I tried reaching the door.

It amazed me; how devoted I was in that exact time, I have never been in my entire life.

Alas, I couldn't touch anywhere near the knob.
The weight on my body burdened me, it was heavy beyond comparison.

No one can ever explain nor imagine the rejection of my own body on my will to live as if it was punishing me for doing my wrongdoings and I were to pay for it.

My vision started getting blurry.
The lacrimal glands of my eyes squeezed every ounce of the tears it hold making me feel like freshly cut chili peppers were purposely placed inside of it.

A burning sensation rose up and came hurling out of my mouth.
Inside the frozen world, I threw up.

It was my call to reality; my reminder that this wasn't a dream.

That sickening sensation stayed there rumbling as a second-round threatened to come up.

The time is running so fast sucking up my soul, I know... I'll be gone soon, but can't I be greedy for the first and last time? I can't last any more longer.

The thousands of needles piercing troughout all of my body and the feeling of a rusty crosscut saw penetrating my chest finally stopped as abhorrent blood came out gushing out of my mouth.

The disgusting stench of the puddle was horrible.

I'm sorry I was so weak. I'm sorry I couldn't handle it.

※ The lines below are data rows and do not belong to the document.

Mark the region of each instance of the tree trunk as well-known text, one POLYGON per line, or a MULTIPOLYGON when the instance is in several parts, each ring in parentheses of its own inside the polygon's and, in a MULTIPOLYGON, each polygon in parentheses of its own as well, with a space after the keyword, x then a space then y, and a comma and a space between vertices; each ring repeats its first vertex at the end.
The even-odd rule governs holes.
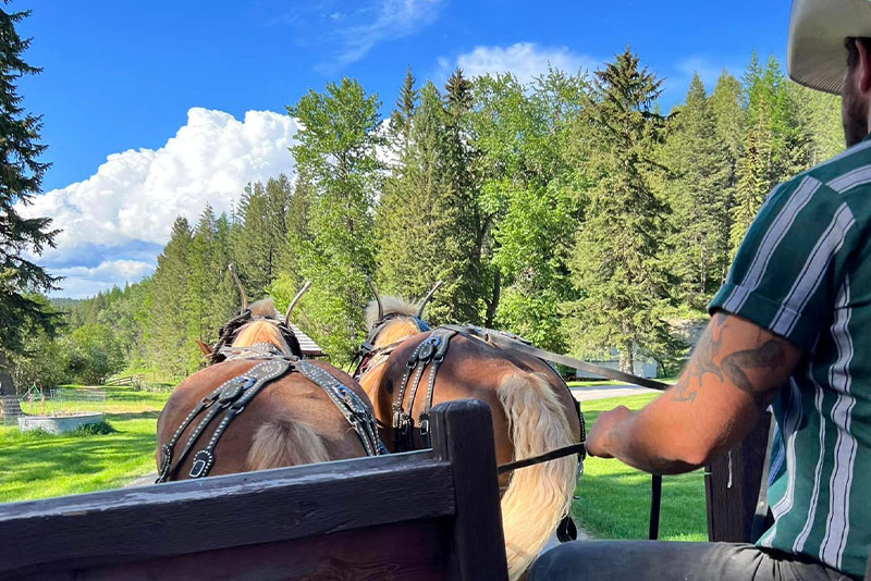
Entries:
POLYGON ((502 280, 500 271, 496 270, 493 274, 493 295, 490 302, 487 305, 487 314, 484 316, 483 326, 493 329, 494 320, 496 318, 496 309, 499 308, 499 296, 502 293, 502 280))
POLYGON ((619 350, 619 370, 624 373, 635 373, 635 358, 630 341, 627 341, 619 350))
POLYGON ((15 392, 15 383, 12 381, 7 354, 0 350, 0 418, 16 418, 22 415, 19 394, 15 392))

I'm so sorry for not being able to stay, but please understand me, it hurts, it stings... their words hurt me more than physical pain.

"n- no more, please..."

I was so scared and lonely... no one could ever to understand me.

They were so mean.. help.. me..

"Cael!"

That's right Cael is my name...

I heard my name from a voice so caring yet so furious, so familiar yet so foreign, so delicate yet so loud.

The cold air rushed in from the open door and I could hear their rushed footsteps coming to me like the sound of a bulldozer that has come to pick me up and finally bury me, it is scary but I can't move.

The stench of my vomit and sweat reached my nostrils as the whiff of cold air caressed my back sending chills to every end of my body.

I felt it, it was my end.

I'm glad I got to hear my name before I go.